B is for Build your own: This year’s exhibition comes accompanied by a series of workshops for both adults and families, where you can build and decorate your own transport-themed gingerbread house (spoiler: it’s a train station). All materials are provided, including 11 freshly baked, pre-cut pieces of gingerbread, a loaded piping bag and a bag full of dolly mixtures, Smarties and other favourites that you can scoff the remnants of on your way home from the workshop. Once you’ve finished your confectionary creation the lovely MoA staff will cover it in cellophane and tie a bow around it so it’s ready for you to give it to a lucky recipient on Christmas Day… or just to rip it open and devour the lot yourself the second you get in.
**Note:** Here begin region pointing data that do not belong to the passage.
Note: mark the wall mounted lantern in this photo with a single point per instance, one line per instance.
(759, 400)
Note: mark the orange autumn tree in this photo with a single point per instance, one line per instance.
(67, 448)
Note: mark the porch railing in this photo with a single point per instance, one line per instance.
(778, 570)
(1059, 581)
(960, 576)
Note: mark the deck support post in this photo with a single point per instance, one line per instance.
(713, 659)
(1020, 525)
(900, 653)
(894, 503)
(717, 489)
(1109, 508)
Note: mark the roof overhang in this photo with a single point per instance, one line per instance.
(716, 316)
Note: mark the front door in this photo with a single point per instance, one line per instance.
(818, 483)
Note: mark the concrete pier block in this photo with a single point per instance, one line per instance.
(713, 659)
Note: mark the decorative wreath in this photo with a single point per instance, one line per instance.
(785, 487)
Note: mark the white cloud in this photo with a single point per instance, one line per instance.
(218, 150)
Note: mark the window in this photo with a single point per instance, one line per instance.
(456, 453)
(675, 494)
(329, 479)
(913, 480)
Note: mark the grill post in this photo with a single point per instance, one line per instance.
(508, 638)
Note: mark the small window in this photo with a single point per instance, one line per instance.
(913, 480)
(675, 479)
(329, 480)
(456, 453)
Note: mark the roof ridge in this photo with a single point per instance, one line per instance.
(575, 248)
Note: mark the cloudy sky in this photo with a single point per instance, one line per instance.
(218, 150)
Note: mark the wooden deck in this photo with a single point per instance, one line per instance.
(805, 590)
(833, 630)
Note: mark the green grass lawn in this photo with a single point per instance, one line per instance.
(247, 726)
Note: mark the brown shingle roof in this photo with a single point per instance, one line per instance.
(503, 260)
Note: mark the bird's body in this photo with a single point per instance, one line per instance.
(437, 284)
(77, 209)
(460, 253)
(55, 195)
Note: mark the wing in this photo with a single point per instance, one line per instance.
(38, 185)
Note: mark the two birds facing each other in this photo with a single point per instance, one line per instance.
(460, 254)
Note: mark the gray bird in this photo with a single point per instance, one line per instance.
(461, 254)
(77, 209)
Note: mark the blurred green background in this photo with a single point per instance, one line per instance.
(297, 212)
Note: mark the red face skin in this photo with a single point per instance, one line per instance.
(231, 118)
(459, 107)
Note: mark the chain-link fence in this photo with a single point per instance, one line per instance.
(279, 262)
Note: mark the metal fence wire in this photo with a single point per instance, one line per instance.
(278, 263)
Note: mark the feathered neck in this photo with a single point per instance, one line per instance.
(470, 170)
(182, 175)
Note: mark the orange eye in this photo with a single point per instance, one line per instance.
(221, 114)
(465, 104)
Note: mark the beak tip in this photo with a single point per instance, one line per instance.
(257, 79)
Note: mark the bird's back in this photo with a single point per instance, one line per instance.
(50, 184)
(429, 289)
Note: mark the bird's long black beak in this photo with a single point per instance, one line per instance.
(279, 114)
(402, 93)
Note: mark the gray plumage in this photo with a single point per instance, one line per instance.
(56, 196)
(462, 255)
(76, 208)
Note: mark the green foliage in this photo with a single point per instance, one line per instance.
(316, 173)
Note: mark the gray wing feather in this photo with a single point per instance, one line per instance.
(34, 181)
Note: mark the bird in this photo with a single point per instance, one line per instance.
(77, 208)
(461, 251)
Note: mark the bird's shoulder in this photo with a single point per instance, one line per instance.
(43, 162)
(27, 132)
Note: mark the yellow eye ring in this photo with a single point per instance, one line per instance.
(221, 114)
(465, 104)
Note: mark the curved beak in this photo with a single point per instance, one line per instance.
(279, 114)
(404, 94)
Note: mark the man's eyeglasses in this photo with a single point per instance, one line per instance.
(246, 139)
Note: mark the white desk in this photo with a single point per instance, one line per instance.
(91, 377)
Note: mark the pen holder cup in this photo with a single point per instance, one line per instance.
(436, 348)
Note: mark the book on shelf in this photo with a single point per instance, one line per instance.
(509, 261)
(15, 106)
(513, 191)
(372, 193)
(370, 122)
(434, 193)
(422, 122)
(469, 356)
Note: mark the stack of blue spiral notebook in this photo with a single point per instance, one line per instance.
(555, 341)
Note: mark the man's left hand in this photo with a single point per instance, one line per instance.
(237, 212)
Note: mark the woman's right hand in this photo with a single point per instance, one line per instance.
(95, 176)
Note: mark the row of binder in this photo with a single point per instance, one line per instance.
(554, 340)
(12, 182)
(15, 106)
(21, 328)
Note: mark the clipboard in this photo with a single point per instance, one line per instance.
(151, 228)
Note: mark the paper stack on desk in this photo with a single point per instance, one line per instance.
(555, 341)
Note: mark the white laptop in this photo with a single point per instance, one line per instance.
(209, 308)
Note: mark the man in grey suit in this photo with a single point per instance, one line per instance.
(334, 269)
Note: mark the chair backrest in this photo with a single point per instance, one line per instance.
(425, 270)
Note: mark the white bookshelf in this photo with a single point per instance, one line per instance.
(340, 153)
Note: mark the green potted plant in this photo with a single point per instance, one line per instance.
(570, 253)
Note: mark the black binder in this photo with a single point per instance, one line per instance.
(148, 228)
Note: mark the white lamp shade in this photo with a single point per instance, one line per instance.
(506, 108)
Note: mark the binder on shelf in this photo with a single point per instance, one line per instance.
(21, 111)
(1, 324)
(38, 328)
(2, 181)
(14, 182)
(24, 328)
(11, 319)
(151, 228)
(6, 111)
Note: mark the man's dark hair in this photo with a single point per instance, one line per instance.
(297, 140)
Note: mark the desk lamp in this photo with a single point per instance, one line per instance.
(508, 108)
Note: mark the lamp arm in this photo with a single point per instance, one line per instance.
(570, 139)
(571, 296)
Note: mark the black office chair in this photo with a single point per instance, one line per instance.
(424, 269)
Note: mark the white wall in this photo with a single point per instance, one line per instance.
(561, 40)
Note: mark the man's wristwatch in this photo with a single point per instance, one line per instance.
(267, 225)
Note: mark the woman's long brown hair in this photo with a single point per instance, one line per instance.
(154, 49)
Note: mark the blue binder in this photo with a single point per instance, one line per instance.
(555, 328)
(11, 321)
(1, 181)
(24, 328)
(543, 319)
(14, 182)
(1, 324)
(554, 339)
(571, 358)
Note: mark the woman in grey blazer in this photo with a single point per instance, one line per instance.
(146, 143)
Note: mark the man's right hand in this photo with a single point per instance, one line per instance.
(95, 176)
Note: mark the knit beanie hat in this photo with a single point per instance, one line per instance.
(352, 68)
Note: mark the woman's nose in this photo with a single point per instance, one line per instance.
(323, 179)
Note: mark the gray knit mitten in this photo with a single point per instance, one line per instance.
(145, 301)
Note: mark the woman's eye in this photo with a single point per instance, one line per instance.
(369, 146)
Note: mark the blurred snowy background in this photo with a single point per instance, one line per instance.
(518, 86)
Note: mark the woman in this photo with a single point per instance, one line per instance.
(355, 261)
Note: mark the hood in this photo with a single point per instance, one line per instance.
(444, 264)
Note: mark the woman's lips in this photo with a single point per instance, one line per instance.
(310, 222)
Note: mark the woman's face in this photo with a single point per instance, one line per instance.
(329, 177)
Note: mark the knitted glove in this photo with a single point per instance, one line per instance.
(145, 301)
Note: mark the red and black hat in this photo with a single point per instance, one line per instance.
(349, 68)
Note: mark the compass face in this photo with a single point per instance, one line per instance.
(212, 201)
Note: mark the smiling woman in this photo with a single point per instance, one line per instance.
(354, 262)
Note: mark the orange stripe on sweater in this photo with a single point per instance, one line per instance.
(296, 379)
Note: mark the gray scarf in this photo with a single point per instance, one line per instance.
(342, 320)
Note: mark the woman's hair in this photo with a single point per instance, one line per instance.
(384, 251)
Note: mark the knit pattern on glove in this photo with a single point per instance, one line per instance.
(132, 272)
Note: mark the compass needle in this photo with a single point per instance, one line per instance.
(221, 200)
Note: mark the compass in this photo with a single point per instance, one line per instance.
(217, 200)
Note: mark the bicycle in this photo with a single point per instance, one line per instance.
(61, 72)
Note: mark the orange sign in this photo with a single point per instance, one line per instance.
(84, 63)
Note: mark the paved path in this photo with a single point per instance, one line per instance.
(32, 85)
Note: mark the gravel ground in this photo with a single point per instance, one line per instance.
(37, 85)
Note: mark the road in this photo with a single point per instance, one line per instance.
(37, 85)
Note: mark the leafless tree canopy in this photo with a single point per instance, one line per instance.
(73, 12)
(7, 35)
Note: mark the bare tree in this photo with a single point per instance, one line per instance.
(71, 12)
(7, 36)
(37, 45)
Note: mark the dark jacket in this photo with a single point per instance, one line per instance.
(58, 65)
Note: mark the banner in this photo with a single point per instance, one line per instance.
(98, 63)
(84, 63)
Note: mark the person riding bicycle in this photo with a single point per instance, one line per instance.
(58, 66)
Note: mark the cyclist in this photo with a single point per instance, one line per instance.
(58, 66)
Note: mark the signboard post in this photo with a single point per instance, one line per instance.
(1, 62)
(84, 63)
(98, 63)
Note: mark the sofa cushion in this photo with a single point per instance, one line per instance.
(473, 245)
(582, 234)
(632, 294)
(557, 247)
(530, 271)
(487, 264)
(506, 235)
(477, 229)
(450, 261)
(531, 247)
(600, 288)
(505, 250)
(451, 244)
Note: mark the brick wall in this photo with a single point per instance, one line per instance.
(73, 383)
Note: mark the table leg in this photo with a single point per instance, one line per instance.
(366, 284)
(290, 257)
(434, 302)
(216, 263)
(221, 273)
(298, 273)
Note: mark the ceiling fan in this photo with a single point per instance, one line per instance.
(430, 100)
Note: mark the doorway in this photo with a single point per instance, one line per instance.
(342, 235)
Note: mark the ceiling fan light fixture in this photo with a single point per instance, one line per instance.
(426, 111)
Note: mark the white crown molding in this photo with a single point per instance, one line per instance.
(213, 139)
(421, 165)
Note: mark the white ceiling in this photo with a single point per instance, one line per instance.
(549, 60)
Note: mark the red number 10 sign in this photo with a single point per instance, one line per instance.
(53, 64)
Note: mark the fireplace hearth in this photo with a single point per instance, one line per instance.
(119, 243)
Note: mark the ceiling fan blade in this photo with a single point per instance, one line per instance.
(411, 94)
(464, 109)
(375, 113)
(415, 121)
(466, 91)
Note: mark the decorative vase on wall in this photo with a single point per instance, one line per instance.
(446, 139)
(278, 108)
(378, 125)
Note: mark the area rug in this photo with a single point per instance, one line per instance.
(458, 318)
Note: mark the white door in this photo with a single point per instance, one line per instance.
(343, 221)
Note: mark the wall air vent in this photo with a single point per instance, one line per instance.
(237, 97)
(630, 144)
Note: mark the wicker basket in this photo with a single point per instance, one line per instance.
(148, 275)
C is for not just for Christmas: Except it is just for Christmas and it really troubles me that such an absurd amount of time and effort goes into making this thing but it only sticks around for just under a month, but that simultaneously just under a month seems like it might be too long for gingerbread to sit out and be swarmed round by hundreds of salivating humans every day (anyone remember Song Dong’s Eating the City and how stale and gross and riddled with flies if was after literally one day?). So what the hell happens to this thing when its time in Somerset House’s Lancaster Rooms is up? Would anyone even want to eat gingerbread past the 5th of January anyway? So many questions. All of them gingerbread-related.
Tickets: Tickets to the Gingerbread City cost £9 per adult and £7 for under-12s, with under-3s going free. Family workshops cost £35 per adult-and-child pair, or £42 with admission to Gingerbread City.
Verdict: It’s a bit of a spenny day out if you have more than one child of gingerbread-house-construction age, but a pretty magical one nonetheless. 4/5
7th December 2019-5th January 2020
Daddy and Babu take a tour of the Gingerbread City at Somerset House.